Dans le cas de Sylabrush, des moments précieux sont survenus avec des créations de Vasilevskiy et Khudobin qui ont charmé le public. Ils ont été votés parmi les plus belles œuvres selon des sondages organisés par la LNH. 

« C’est sûr que chaque projet est important et plaisant. Il y a tout le temps un défi dans chaque masque. C’est certain que celui pour Tuukka Rask en vue de la Classique hivernale Boston contre Montréal avait une saveur particulière », a reconnu Sylvie Marsolais en faisant référence au design en l’honneur des Patriots de la Nouvelle-Angleterre. 

Tandis que le concept de Bergeron de jumeler deux masques en un a fait sensation, Marsolais et Mathys ont frappé fort avec une peinture qui change de couleur pour Vasilevskiy. En moyenne, la confection des masques s’étalent sur trois à quatre jours (une trentaine d’heures), mais ça inclut rarement l’élaboration du design. Certains projets exigent plus de patience comme ce fut le cas pour le masque de Michael McNiven (du Rocket de Laval) aux allures de tuque. 

Une pandémie après le cauchemar d’une inondation

Étant donné que les dépenses reliées à la peinture des masques sont assumées par les équipes, celles-ci préfèrent attendre la fin de la saison avant de procéder à de nouvelles commandes afin de limiter les risques. 

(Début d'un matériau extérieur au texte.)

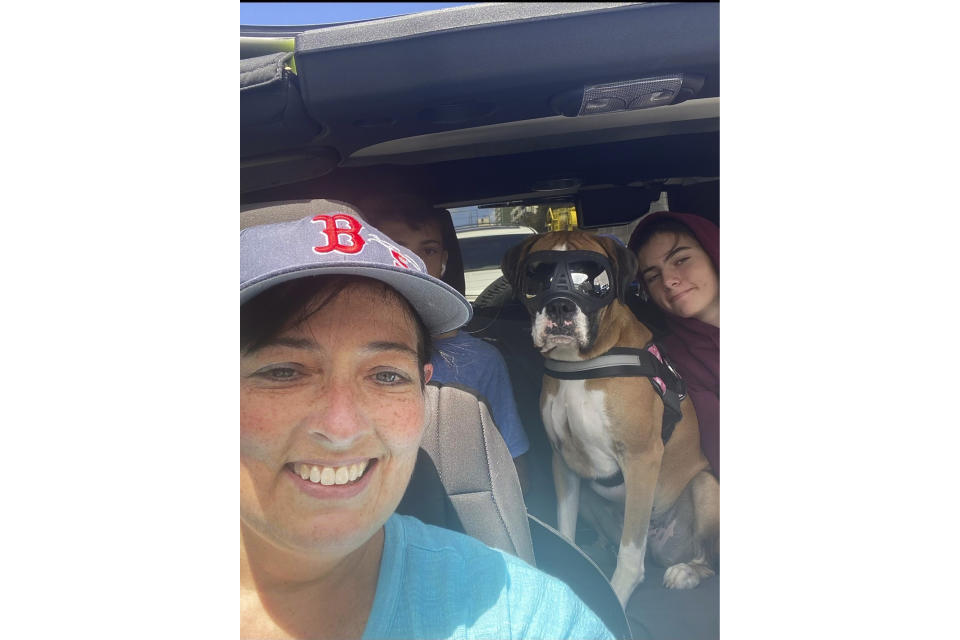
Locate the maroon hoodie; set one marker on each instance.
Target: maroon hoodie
(694, 346)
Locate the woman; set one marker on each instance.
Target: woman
(335, 337)
(458, 357)
(678, 259)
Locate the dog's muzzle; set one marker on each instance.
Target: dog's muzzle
(562, 281)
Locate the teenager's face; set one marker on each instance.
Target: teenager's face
(680, 277)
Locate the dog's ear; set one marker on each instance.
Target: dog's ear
(626, 265)
(510, 265)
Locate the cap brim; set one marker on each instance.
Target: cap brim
(440, 306)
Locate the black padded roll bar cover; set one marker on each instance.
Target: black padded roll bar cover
(272, 116)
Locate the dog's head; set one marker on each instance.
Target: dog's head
(567, 280)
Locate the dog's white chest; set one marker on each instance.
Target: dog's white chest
(578, 417)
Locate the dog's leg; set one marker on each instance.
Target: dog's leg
(640, 477)
(705, 491)
(567, 484)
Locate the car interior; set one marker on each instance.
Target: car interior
(613, 107)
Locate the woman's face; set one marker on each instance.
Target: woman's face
(331, 415)
(426, 242)
(680, 277)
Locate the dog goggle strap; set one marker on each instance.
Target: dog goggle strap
(585, 272)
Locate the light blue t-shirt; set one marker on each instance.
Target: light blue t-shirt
(472, 363)
(435, 583)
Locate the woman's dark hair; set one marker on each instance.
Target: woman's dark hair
(416, 212)
(291, 303)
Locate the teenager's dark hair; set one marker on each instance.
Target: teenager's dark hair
(663, 225)
(290, 303)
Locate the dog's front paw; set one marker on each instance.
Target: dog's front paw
(681, 576)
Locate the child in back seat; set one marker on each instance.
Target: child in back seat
(458, 358)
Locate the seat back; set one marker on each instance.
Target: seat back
(476, 469)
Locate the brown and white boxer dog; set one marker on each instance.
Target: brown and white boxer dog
(574, 285)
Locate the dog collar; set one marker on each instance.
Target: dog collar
(621, 362)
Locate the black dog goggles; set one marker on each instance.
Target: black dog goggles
(585, 278)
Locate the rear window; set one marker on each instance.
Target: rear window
(485, 252)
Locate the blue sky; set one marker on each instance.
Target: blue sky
(291, 13)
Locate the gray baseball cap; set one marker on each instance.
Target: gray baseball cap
(295, 239)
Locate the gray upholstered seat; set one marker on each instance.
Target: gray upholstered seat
(476, 470)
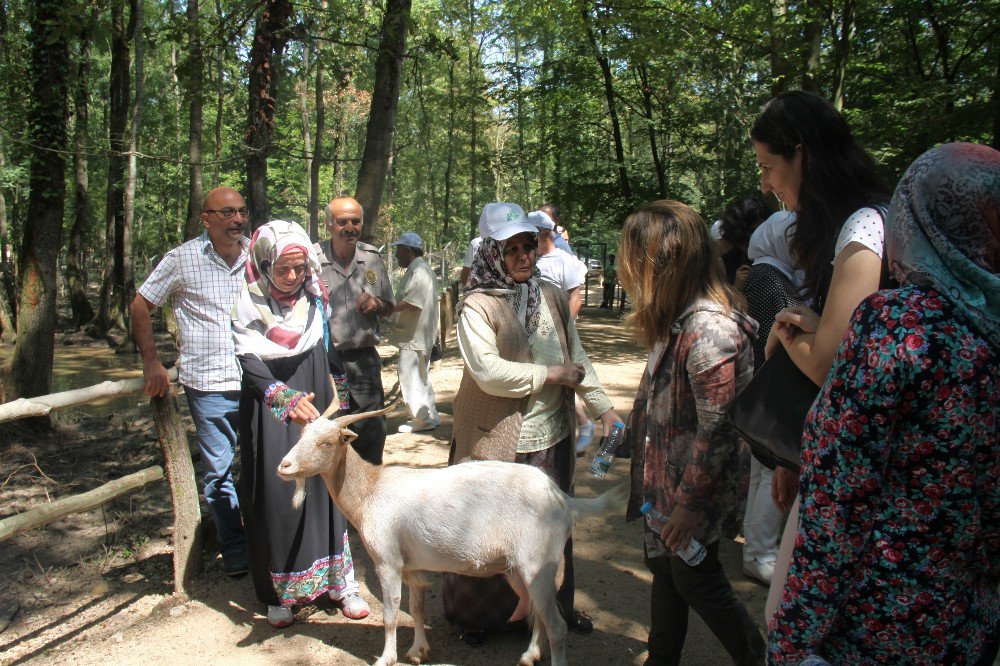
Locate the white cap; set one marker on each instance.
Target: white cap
(500, 221)
(541, 220)
(410, 239)
(716, 230)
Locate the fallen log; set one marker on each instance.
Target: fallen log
(43, 515)
(43, 404)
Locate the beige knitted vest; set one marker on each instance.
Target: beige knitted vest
(487, 427)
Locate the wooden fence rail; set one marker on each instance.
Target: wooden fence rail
(177, 463)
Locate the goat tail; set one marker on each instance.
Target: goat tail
(608, 502)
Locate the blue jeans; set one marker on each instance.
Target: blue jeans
(216, 415)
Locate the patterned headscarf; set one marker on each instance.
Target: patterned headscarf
(267, 322)
(489, 275)
(943, 230)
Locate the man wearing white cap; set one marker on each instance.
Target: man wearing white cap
(568, 273)
(414, 331)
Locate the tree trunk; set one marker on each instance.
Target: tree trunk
(777, 46)
(609, 93)
(269, 40)
(125, 282)
(76, 273)
(317, 161)
(220, 99)
(812, 35)
(647, 108)
(31, 370)
(307, 140)
(196, 82)
(451, 146)
(120, 94)
(7, 325)
(843, 38)
(382, 114)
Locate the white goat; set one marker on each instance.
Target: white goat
(477, 519)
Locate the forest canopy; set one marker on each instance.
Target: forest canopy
(119, 114)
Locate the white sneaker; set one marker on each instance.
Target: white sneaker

Mais que se passe-t-il dans un contexte inusité de pandémie ? Heureusement pour les artistes consultés, la pandémie n’a pas causé d’énormes torts. Marsolais et Mathys ont eu à composer avec quelques annulations de l’Europe, mais rien de trop drastique dans les circonstances et ils ont même pu réduire leur liste d’attente qui s’allongeait. 

Bergeron a ressenti une crainte au départ, mais il a été rassuré depuis. 

« C’est sûr que, durant la panique au mois de mars, j’ai eu des annulations et je me suis dit ‘Oups, peut-être qu’on va passer un printemps et un été assez rough’. Mais non, ça s’est replacé et j’ai même eu de nouveaux clients de ligue de garage, des personnes qui voulaient se gâter », a-t-il expliqué. 

Il s’agit d’une excellente nouvelle particulièrement pour Marsolais et Mathys qui ont eu à se relever des inondations du printemps 2019 à Sainte-Marthe-sur-le-Lac. Ils ont choisi de lancer une campagne de sociofinancement pour repartir la machine au plus vite. 

« On a reçu beaucoup d’aide de notre famille, de nos amis et de cette campagne. C’est un mélange de tout ça qui nous a donné un gros coup de pouce pour se sortir de ce cauchemar. Ça nous a permis de rester en vie comme compagnie », ont-ils raconté conjointement. 

« On a démoli notre ancien atelier qui était notre garage et on en a bâti un autre. On a décidé d’y aller all in et de le refaire. Notre dossier n’est même pas encore réglé à 100%, mais juste à moitié. On ne pouvait pas attendre après le gouvernement », a précisé Mathys.